Hi Clovis,

Thanks for your answers.

Open files on our production servers are 1024.
Here is the complete output of ulimit -a :
core file size          (blocks, -c) 0
data seg size           (kbytes, -d) unlimited
max nice                        (-e) 0
file size               (blocks, -f) unlimited
pending signals                 (-i) 36352
max locked memory       (kbytes, -l) 32
max memory size         (kbytes, -m) unlimited
open files                      (-n) 1024
pipe size            (512 bytes, -p) 8
POSIX message queues     (bytes, -q) 819200
max rt priority                 (-r) 0
stack size              (kbytes, -s) 8192
cpu time               (seconds, -t) unlimited
max user processes              (-u) 36352
virtual memory          (kbytes, -v) unlimited
file locks                      (-x) unlimited

Our production servers are connected with gigabit ethernet. However the servers used to reproduce the problems are only 100MBPS ethernet. The problem occurs in both test and production environment.

Our TCP keep alive settings are :
tcp_keepalive_time is 7200.
tcp_keepalive_intvl is 75
tcp_keepalive_probes is 9

I am monitoring threads call stack using jprofiler which displays the stack from my initial mail.

I've tried the suggestion from Filip Hanik (maxKeepAliveRequests="1" in my tomcat connector). But I was still able to reproduce the problem.

Then I switched the connector to the NIO connector (I was previously using the HTTP/1.1 default connector).

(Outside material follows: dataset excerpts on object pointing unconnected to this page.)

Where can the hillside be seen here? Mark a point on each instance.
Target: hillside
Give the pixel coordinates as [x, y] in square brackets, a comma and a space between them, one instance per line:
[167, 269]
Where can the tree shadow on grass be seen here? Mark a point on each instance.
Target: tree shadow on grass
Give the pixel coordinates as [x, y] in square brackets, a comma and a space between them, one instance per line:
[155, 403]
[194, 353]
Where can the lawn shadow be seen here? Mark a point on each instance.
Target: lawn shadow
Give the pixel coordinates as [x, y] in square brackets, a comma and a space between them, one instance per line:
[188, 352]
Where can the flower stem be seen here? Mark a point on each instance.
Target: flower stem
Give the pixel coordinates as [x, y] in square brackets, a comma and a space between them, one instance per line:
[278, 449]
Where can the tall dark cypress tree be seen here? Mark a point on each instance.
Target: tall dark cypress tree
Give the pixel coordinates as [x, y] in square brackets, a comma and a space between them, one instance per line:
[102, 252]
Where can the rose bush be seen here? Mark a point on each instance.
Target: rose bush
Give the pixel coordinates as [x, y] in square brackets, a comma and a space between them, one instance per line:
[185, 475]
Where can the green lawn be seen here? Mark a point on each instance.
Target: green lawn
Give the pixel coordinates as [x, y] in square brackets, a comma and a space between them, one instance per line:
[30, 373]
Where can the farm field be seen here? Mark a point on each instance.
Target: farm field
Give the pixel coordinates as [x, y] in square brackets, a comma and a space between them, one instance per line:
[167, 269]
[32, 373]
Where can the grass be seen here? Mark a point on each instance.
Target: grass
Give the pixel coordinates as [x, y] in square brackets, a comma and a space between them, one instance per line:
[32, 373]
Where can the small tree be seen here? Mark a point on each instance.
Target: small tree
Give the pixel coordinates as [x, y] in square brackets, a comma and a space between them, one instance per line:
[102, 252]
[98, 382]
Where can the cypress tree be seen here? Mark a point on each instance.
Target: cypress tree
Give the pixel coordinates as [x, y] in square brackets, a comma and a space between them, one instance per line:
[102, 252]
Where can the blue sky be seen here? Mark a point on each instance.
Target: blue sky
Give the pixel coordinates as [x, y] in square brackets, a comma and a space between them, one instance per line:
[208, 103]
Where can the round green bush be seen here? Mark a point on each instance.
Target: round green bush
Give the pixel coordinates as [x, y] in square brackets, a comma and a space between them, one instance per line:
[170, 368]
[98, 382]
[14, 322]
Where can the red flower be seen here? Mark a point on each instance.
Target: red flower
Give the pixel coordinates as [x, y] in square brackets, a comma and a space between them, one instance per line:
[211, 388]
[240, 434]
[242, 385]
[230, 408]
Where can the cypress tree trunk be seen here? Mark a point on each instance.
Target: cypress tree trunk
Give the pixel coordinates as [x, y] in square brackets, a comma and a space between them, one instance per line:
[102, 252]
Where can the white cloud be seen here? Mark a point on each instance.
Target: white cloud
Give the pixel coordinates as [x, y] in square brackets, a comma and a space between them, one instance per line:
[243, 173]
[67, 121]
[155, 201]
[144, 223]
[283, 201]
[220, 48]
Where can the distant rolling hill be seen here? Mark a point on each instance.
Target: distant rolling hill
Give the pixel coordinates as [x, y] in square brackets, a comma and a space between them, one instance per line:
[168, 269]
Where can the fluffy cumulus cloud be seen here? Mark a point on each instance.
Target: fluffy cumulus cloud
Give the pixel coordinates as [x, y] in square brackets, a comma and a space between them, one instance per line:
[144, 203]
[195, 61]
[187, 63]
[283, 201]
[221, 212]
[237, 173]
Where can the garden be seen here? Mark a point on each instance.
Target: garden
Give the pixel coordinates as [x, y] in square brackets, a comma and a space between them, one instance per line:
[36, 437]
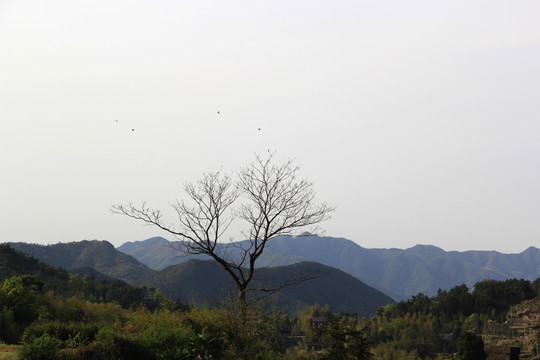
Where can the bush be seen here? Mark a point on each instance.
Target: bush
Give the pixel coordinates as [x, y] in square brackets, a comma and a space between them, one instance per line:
[44, 347]
[72, 334]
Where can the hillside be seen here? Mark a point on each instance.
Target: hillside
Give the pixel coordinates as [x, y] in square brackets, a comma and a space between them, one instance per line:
[14, 263]
[206, 282]
[398, 273]
[99, 255]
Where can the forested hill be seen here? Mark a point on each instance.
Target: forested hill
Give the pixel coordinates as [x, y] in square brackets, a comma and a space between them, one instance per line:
[99, 255]
[399, 273]
[207, 282]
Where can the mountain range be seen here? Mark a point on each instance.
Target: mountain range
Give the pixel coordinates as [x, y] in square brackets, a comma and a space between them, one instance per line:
[398, 273]
[200, 281]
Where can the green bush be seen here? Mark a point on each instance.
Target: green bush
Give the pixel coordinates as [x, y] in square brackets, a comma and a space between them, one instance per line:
[44, 347]
[72, 334]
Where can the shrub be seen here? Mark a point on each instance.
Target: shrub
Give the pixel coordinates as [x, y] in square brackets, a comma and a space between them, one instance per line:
[72, 334]
[44, 347]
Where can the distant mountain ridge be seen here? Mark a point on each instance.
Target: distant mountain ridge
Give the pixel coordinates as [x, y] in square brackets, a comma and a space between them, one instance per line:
[207, 282]
[99, 255]
[398, 273]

I was not able to reproduce the problem after hours of test (it usually happens after 10-20 minutes of heavy load). Pushed the configuration change to one of our 4 productions servers to monitor the efficiency.

So far we didn't have any problem on the server with NIO connector after 5 production days...

Christophe.




----- Original Message ----- From: "Clovis Wichoski" <[EMAIL PROTECTED]>
To: "Tomcat Users List" <users@tomcat.apache.org>
Sent: Friday, July 04, 2008 4:17 AM
Subject: Re: Tomcat bottleneck on InternalInputBuffer.parseRequestLine


hi, Christophe,

well, i still dont find the reason about what is my problem, but some things
that help me to avoid the problem to occurs frequently,

i checked the limit for open files on linux, you can check yous with ulimit
-a, here i set to 4096,

how the machines are connected? its with gigabit ethernet?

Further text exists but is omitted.